Comment: Tehran support for the Houthi rebels in Yemen has further strained Tehran’s relations with Riyadh and Washington. Since the war began three years ago, the Houthis have fired about 100 missiles against civilian and military targets inside Saudi Arabia, and the frequency and range of Houthi missiles have notably increased in recent months. Saudi Arabia and its allies blame Tehran for the Houthi attacks, accusing Iran of providing ballistic missiles and other weapons to the Yemeni rebels. While Tehran denies the allegations, UN fact-finding teams and the US military have established connections between Tehran and Houthis’ growing missile capability.

Earlier today, the Saudi-led coalition battling the Houthis said the rebels attacked a Saudi oil tanker in the Red Sea, causing a minor damage to the vessel. The coalition spokesperson described it as a “terrorist attack” aimed at disrupting commercial shipping lines in the Bab al-Mandeb strait, and reiterated that Tehran was arming the Yemeni insurgents. 

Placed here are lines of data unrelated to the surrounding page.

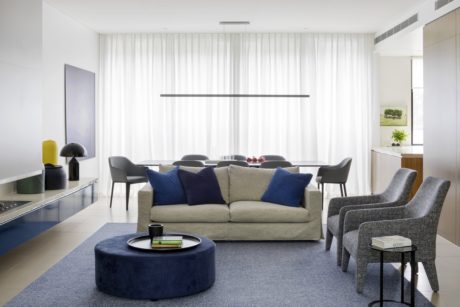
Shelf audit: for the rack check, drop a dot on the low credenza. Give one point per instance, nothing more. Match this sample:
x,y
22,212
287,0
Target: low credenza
x,y
43,211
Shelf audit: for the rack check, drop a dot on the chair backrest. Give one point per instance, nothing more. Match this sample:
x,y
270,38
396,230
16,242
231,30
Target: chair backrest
x,y
273,158
275,164
189,163
427,202
195,157
224,163
117,163
400,186
335,173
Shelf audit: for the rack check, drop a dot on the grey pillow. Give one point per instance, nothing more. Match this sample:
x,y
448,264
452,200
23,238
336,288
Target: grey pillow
x,y
249,183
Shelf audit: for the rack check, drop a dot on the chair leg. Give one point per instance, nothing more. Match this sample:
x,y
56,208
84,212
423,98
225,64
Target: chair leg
x,y
339,250
127,195
345,259
361,270
322,196
111,194
329,237
430,269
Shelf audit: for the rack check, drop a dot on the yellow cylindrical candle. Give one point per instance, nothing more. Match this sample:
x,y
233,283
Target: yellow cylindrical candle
x,y
49,152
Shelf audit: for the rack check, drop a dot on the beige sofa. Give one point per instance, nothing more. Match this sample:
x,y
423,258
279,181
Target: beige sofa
x,y
244,217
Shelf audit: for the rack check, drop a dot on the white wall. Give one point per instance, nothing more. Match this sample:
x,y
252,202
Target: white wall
x,y
20,88
65,41
395,90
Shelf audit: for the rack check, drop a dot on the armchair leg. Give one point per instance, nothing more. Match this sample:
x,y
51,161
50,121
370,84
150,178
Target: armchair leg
x,y
430,269
111,194
127,195
361,270
345,259
339,250
329,237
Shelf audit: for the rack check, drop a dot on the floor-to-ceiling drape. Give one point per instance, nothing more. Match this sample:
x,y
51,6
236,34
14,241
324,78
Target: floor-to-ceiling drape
x,y
334,69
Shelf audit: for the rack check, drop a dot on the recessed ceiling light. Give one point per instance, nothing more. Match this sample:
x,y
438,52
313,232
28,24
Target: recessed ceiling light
x,y
235,23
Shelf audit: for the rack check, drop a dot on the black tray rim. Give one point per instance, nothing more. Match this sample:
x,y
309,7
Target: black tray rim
x,y
163,250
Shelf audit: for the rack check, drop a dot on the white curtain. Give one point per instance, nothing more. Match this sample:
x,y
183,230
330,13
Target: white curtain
x,y
334,123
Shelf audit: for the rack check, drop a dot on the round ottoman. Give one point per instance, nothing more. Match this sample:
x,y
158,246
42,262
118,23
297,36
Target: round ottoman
x,y
130,273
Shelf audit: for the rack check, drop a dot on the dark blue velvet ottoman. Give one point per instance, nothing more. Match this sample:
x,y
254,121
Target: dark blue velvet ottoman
x,y
126,272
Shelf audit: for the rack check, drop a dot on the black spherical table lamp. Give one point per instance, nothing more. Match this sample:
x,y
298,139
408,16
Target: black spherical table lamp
x,y
73,150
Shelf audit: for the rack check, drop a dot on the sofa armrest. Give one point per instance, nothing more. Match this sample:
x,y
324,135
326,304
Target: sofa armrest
x,y
144,205
312,202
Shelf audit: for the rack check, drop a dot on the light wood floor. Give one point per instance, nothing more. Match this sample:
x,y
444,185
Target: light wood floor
x,y
21,266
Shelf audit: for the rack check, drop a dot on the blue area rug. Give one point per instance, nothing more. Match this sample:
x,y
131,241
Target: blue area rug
x,y
247,274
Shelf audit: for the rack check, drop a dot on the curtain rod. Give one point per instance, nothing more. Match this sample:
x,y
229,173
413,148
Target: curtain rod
x,y
236,95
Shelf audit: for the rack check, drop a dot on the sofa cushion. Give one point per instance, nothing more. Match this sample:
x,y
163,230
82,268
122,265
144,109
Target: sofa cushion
x,y
286,188
202,187
221,174
167,187
183,213
248,183
262,212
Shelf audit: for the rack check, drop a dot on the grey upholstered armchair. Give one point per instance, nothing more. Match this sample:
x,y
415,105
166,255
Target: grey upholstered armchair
x,y
124,171
396,194
418,220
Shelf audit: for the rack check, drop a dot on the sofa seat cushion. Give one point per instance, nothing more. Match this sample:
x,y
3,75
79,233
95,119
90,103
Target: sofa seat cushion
x,y
262,212
183,213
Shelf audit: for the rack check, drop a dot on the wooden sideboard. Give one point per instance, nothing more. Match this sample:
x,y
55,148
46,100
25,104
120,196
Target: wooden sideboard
x,y
387,160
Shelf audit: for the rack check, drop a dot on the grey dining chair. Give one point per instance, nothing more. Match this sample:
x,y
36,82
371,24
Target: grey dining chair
x,y
337,174
224,163
396,194
273,158
124,171
275,164
195,163
417,220
195,157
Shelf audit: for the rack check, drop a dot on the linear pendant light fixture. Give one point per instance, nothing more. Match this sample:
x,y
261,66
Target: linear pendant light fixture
x,y
236,95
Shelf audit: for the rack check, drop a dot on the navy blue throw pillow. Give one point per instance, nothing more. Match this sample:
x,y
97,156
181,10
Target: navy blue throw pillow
x,y
286,188
202,187
167,187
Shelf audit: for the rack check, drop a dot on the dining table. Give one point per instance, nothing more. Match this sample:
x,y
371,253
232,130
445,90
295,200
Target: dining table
x,y
310,163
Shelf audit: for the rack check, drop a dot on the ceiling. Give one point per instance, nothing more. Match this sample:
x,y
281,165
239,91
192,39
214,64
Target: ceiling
x,y
118,16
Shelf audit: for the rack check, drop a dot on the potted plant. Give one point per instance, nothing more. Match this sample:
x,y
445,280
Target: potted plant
x,y
398,136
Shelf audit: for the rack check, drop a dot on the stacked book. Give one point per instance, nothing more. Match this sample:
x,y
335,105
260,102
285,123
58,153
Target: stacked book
x,y
167,242
391,242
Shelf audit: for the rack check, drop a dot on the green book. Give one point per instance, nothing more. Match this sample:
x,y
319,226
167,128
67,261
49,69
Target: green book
x,y
167,240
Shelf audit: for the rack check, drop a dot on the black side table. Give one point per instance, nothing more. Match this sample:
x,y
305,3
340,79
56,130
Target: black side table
x,y
402,251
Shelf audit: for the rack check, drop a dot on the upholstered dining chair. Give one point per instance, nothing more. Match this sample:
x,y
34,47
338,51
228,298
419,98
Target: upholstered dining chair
x,y
224,163
273,158
275,164
337,174
195,163
195,157
124,171
417,220
396,194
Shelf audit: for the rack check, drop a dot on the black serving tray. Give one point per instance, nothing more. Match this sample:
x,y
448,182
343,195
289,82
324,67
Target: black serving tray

The increasing Houthi missile attacks have also triggered angry reactions in Washington. When a Houthi ballistic missile targeted the international airport in Riyadh on November 4, both Saudi and American officials said they held Tehran and its allies responsible for the attack. Saudi Foreign Minister Adel al-Jubeir accused Iran’s ally Lebanese Hezbollah of smuggling missile parts into Yemen. According to the Saudi Press Agency, Saudi Crown Prince Mohammad bin Salman said the “involvement of the Iranian regime in supplying its Houthi militias with missiles is considered a direct military aggression by the Iranian regime and may be considered an act of war against the Kingdom.”

In December, US permanent ambassador to the UN, Nikki Haley, presented “concrete evidence” of Iran’s weapons support to the Yemeni rebels and called for international action to punish Iran for it. She said the debris of the missile used to target the Saudi airport had Iranian marking.

Iranian officials, including Foreign Minister Javad Zarif, denied any Iranian involvement. But Reuters reported that a team of United Nations sanctions monitors had concluded that remnants of four ballistic missiles launched into Saudi Arabia by Houthi rebels this year, including residuals from the November 4 attack, appeared to have been designed and produced by Iran. “Design characteristics and dimensions of the components inspected by the panel are consistent with those reported for the Iranian designed and manufactured Qiam-1 missile,” the monitors said.